H.K. Edgerton, a former president of the National Association for the Advancement of Colored People, from Asheville, N.C., and Nelson Winbush of Kissimmee, a retired educator who traces his Southern lineage to a black soldier in Gen. Nathan Bedford Forrest’s command, joined the SCV call for a commemorative tag. The conference opened with "Dixie," with young men wearing Yankee and Confederate uniforms smiling and singing behind Edgerton.
"It is not racist to promote a common heritage," he said. "There will be those uninformed individuals who will attempt to categorize this plate in unflattering terms."
Winbush said "some young whites have the same problem about declaring their heritage" in the South.
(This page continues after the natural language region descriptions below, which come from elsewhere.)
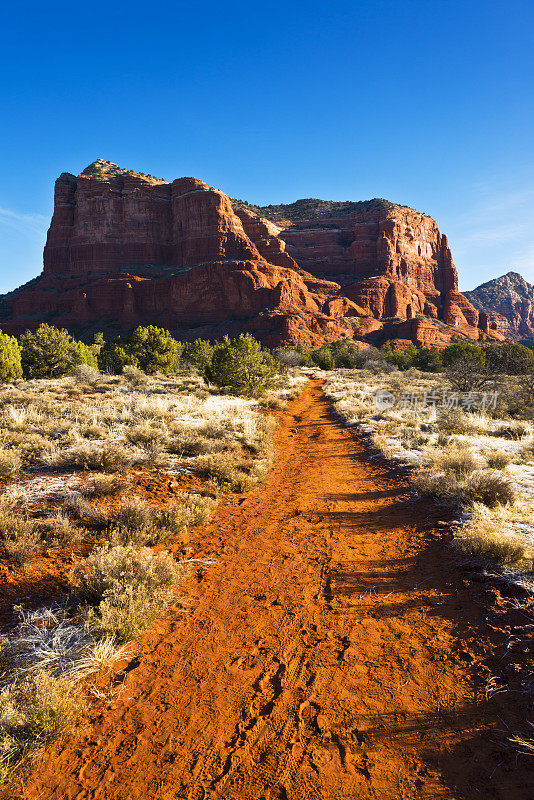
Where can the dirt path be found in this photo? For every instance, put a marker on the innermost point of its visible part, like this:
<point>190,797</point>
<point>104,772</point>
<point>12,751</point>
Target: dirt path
<point>327,654</point>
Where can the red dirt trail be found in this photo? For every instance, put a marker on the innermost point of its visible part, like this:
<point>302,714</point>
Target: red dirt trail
<point>332,651</point>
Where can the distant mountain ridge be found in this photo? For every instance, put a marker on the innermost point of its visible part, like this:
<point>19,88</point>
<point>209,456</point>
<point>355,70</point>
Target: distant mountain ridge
<point>125,248</point>
<point>510,302</point>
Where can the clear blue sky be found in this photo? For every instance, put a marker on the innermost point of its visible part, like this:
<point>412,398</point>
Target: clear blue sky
<point>428,103</point>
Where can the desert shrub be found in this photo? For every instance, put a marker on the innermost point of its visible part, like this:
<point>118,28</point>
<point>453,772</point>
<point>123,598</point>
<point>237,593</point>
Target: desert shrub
<point>230,474</point>
<point>78,507</point>
<point>145,435</point>
<point>19,536</point>
<point>82,354</point>
<point>107,485</point>
<point>113,356</point>
<point>498,460</point>
<point>46,353</point>
<point>154,350</point>
<point>126,588</point>
<point>323,358</point>
<point>134,375</point>
<point>242,365</point>
<point>10,358</point>
<point>509,358</point>
<point>455,420</point>
<point>106,458</point>
<point>527,451</point>
<point>199,353</point>
<point>462,351</point>
<point>10,463</point>
<point>135,522</point>
<point>458,460</point>
<point>487,487</point>
<point>132,515</point>
<point>86,373</point>
<point>466,374</point>
<point>195,444</point>
<point>33,714</point>
<point>62,531</point>
<point>482,538</point>
<point>186,511</point>
<point>288,356</point>
<point>490,488</point>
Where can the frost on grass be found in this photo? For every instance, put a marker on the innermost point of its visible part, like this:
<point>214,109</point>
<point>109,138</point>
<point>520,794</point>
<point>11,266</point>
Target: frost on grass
<point>42,661</point>
<point>482,464</point>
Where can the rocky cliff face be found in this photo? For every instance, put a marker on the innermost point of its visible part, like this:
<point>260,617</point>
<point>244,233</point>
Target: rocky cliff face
<point>510,301</point>
<point>126,248</point>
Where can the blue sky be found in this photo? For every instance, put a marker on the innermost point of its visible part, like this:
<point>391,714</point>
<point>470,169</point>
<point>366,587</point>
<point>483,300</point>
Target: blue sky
<point>429,104</point>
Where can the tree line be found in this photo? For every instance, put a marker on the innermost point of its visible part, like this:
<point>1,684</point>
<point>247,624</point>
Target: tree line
<point>48,352</point>
<point>240,364</point>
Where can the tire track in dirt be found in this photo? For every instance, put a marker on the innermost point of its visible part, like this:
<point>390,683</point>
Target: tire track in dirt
<point>331,652</point>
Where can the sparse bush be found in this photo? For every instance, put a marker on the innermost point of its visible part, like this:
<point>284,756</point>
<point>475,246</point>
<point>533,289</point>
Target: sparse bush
<point>107,485</point>
<point>489,488</point>
<point>527,451</point>
<point>33,714</point>
<point>82,355</point>
<point>154,350</point>
<point>288,356</point>
<point>242,365</point>
<point>10,358</point>
<point>20,537</point>
<point>483,539</point>
<point>77,507</point>
<point>460,461</point>
<point>134,375</point>
<point>199,353</point>
<point>62,531</point>
<point>10,463</point>
<point>113,356</point>
<point>136,522</point>
<point>22,540</point>
<point>498,460</point>
<point>229,474</point>
<point>455,420</point>
<point>126,588</point>
<point>106,458</point>
<point>85,373</point>
<point>46,353</point>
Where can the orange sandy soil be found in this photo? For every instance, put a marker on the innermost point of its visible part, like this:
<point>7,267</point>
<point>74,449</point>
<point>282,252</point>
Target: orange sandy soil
<point>334,650</point>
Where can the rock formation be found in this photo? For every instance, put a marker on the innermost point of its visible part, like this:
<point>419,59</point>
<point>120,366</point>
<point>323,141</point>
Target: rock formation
<point>125,249</point>
<point>510,302</point>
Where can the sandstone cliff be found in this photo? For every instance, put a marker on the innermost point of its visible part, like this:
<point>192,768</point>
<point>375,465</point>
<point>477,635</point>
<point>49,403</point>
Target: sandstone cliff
<point>125,249</point>
<point>510,301</point>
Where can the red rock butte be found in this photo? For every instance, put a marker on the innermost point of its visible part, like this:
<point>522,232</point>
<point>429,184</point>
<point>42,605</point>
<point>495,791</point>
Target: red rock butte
<point>125,249</point>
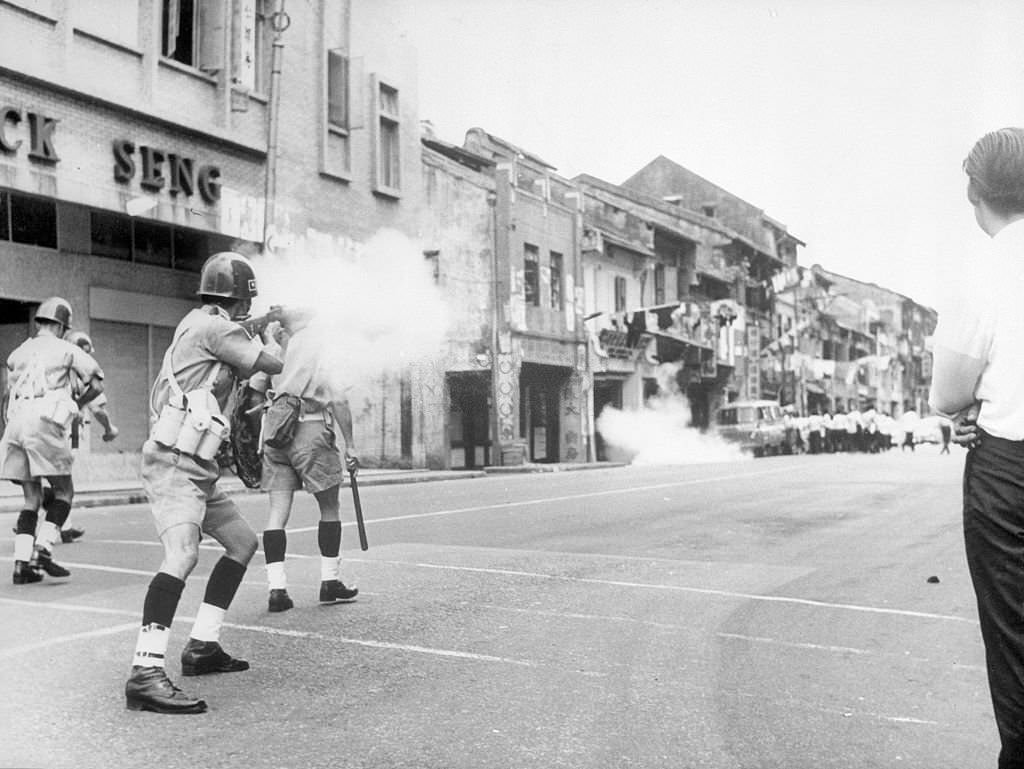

Edgerton said many black people have been wrongly taught that the Confederacy stood only for slavery and oppression. But he said there were blacks fighting on both sides of the Civil War and that blacks should take pride in contributions to the region’s culture.
Gov. Jeb Bush had Florida’s 1861-65 state flag removed from the west steps of the Capitol, along with four other flags that flew over the state at various times. It’s almost impossible that a tag bill could be introduced and reach his desk during the second half of the 2006 session, since the process requires sponsors to conduct a survey of 30,000 automobile owners and show a likelihood that sales would be worth the state’s time and expense in issuing a tag.
Rep. Will Kendrick, D-Carrabelle, said the SCV asked him to introduce the bill last month but the filing deadline had already passed. He said he would "consider sponsoring it, depending on where the money goes" in the 2007 legislative session.
"As much as I support Southern heritage, that’s one you have to be careful with," said Kendrick, whose district sprawls across the Big Bend from Alachua County to Apalachicola. "We’ve already got too many specialty tags. I’m not going to be opposed but it’s a sensitive subject."
Bob Hurst of Tallahassee, wearing a gray uniform with ornate gold trim, said the SCV would find legislative sponsors once they muster public support for the tag.
"There are tens of thousands, even hundreds of thousands of people who would be proud to have this license plate on their vehicles," he said. "We feel that those people deserve the opportunity to buy that flag, to buy that tag and have it on their vehicles."
John Adams of Deltona, chairman of the license-tag drive, said proceeds from plate sales help with restoration of the original Confederate flags in the Museum of Florida History. He said maintaining cemeteries and erecting and repairing markers of soldiers – on both sides – would also be a priority.